The bust that pushed out against that clothing, though, gave an impression of abundance.
Sometimes a person was beyond description not because of a failure of words, but because she surpassed the imagination.
The forest princess, her head bedecked in a crown of flowers, wore a willowy expression. High Elf Archer all but jumped to her feet.
“Wh-wh-wh-wh-whaaa?! B-Big Sis?! Why are you here?!”
“Why shouldn’t I be? I heard you had come to celebrate with me, so I thought I would say hello…”
“Err, ha-ha… Th-this, I mean, it’s not really what it looks like…”
“What a great supply of lewd underwear you’ve brought.”
“Oh, Sis, you know about underwear?” High Elf Archer muttered, her words not lost on the sharp ears of her elf sister.
“And what about it?” Sister asked, eliciting a choked sound from High Elf Archer.
“Er, uh, that stuff’s not mine—it belongs to my friends, okay?”
“Even worse, then. Going through other people’s belongings.”
“Awww…”
“For that matter, you—” And once the words had started, they came in a torrent, like an epic poem.
“Your skin is in terrible shape. Your hair is disheveled. Have you forgotten all moderation? Are you looking after yourself properly?
“I know how dangerous adventuring is, and I know how reckless you can be, and are you really okay?
“I asked if you’re avoiding weird quests, and then you tell me it’s a mistake when you do take up a quest.
“After all, they say in all the world, even demons are second to humans in hatching insidious plans.
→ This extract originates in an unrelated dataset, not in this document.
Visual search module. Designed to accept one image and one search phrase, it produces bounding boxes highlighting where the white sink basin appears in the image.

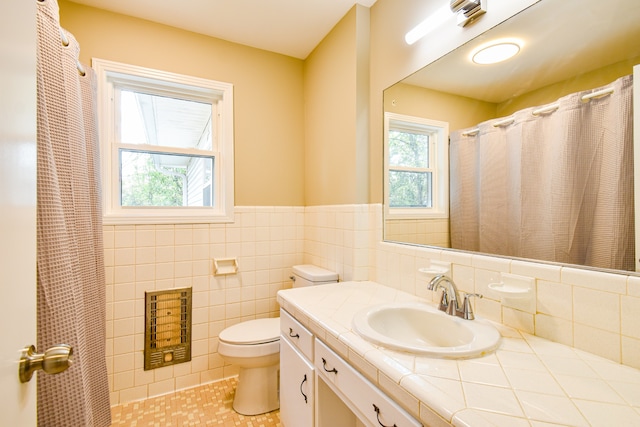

“How many times have I told you that you have to listen carefully to people and then think even more carefully before acting?”
At last, the elf with the flower crown, who had conducted even her lecture to her little sister with utmost eloquence and poise, collected herself once more.
“I’ve been terribly rude.”
“…”
Goblin Slayer didn’t speak immediately. He turned his steel helmet to the elf, stayed silent a moment more, then finally shook his head and said, “It’s all right.”
The elf with the flower crown, noticing that her sister had once again begun assiduously organizing the underwear, gave a little sigh.
“And…you,” she said, her eyes narrowing and a smile growing on her cheeks and lips, “must be Orcbolg.”
“That girl calls me such.”
Ah, so it is you. The elf clapped her hands.
“I knew that in person you would not be as you are in any song.”
“Songs are songs,” Goblin Slayer said, shaking his head. “And I am me.”
“Well…” Tee-hee. Her laughter was like a tinkling bell. It sounded much like High Elf Archer’s. “Thank you for always looking after my sister. I hope she isn’t causing you too much trouble?”
“Hmm,” Goblin Slayer grunted, his gaze moving behind his visor.
High Elf Archer’s ears drooped.
“No,” he said finally, with a slow shake of his head. “She is often of help.”
This caused the ranger’s ears to spring up.
“If you should ever meet another capable ranger or tracker, or a scout or some such, please don’t hesitate to cast my sister aside.”
“Capability is not the only—”
But Goblin Slayer stopped partway through his sentence.
“Hmm?” High Elf Archer cocked her head. Such behavior was unusual for him. “What’s wrong, Orcbolg?”
“Hmm. Nothing.”
Hmmm? High Elf Archer inquired, following his gaze.
She found a serving girl—needless to say, another elf—kneeling and waiting.
She was half in shadow, and her hair was grown long on just one side of her head.
“Ah, she’s…” The flower-crowned elf princess trailed off as if unable to speak.
“I know.”
The casual remark caused the serving girl’s shoulders to tremble with surprise.
Goblin Slayer got to his feet and strode boldly over to her.
“Hey, uh, Orcbolg?”
He ignored High Elf Archer’s attempt to stop him, only coming to a halt in front of the attendant. Then, without hesitation, he knelt in place so that they were eye to eye.
“I killed them.”
The attendant looked at him, her gaze wavering. Goblin Slayer nodded then continued:
“I killed all of them.”
Hearing that, a single tear rolled out of the woman’s left eye and down her cheek.
A shake of her hair revealed the right side of her face. The grape-like swelling was gone by now.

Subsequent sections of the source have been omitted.